Could you please explain me the difference? As UDP is the "User Datagram Protocol" when I read about datagrams I always think about UDP and though it was just a different way of saying the same thing. Maybe "datagram" is supposed to be the packet itself, but you're still sending it via UDP, right?
> The issue is that the rust library apparently conflates datagram and UDP, when they're not the same thing.

It comes down to these two lines (using full items paths for clarity):

    let socket = socket2::Socket::new(Domain::IPV4, Type::DGRAM, Some(Protocol::ICMPV4))?;
    let socket: std::net::UdpSocket = socket.into();
The latter is using this impl: https://docs.rs/socket2/0.6.1/socket2/struct.Socket.html#imp...

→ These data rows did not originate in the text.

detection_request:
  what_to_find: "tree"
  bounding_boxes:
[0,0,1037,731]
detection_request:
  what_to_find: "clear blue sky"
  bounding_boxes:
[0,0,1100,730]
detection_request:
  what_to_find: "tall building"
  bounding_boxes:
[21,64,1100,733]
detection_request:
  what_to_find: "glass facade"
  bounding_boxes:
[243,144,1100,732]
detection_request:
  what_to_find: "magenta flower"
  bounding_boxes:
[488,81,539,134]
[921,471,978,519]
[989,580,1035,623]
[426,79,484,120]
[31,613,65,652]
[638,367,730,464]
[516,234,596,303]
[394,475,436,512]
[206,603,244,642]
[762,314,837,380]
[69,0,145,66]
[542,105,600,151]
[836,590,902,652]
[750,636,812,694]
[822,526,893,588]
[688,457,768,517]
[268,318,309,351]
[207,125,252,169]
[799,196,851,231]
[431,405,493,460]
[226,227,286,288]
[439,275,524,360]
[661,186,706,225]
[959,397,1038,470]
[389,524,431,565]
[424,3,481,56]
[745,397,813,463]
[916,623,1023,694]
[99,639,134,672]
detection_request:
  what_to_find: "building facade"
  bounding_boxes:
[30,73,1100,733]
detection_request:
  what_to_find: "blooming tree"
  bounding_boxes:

Basically the `socket2` crate lets you convert the fd it produces into a `UdpSocket`. It doesn't verify it really is a UDP socket first; that's up to you. If you do it blindly, you can get something with the wrong name, but it's probably harmless. (At the very least, it doesn't violate memory safety guarantees, which is what Rust code tends to be very strict about.)

`UdpSocket` itself has a `From<OwnedFd>` impl that similarly doesn't check it really is a UDP socket; you could convert the `socket2::Socket` to an `OwnedFd` then that to a `UdpSocket`. https://doc.rust-lang.org/stable/std/net/struct.UdpSocket.ht... https://docs.rs/socket2/0.6.1/socket2/struct.Socket.html#imp...

Great article, it lead me to the `icmplib`[0] Python project, which has a `privileged` option:

  When this option is enabled, this library fully manages the exchanges and the structure of ICMP packets. Disable this option if you want to use this function without root privileges and let the kernel handle ICMP headers.
[0] https://github.com/ValentinBELYN/icmplib
ideal for ddos ;(
I was interested in a related topic a while back.

Historically, to receive ICMP packets, I think you had to open a RAW socket and snoop everything. Obviously, this required root or similar.

IPPROTO_ICMP allows you to send ICMP packets and receive responses from the same address, without root. But you can't use it for traceroute because it only accepts ICMP responses from the ultimate destination you sent to; not some TTL failure intermediary.

Finally, IP_RECVERR (Linux 2.2) on UDP sockets allows you to receive associated ICMP errors from any hop for a send. (This is useful for traceroute, but not ICMP ping.)

I think there are also some caveats on how you can monitor for these type of events in Rust in particular? IIRC, the mainstream async stuff only watches for read/write events, and these aren't those.

Since basically all the comments are about how both the author and many commenters are confused about what UDP and DGRAM sockets are, I have corrected the author's code to no longer miscommunicate what protocol is being used.

https://github.com/ThomasHabets/rust-ping-example-corrected

There is no UDP used anywhere in this example. ICMP is not UDP.

I'm not saying my fix is pretty (e.g. uses unwrap(), and ugly destination address parsing), but that's not the point.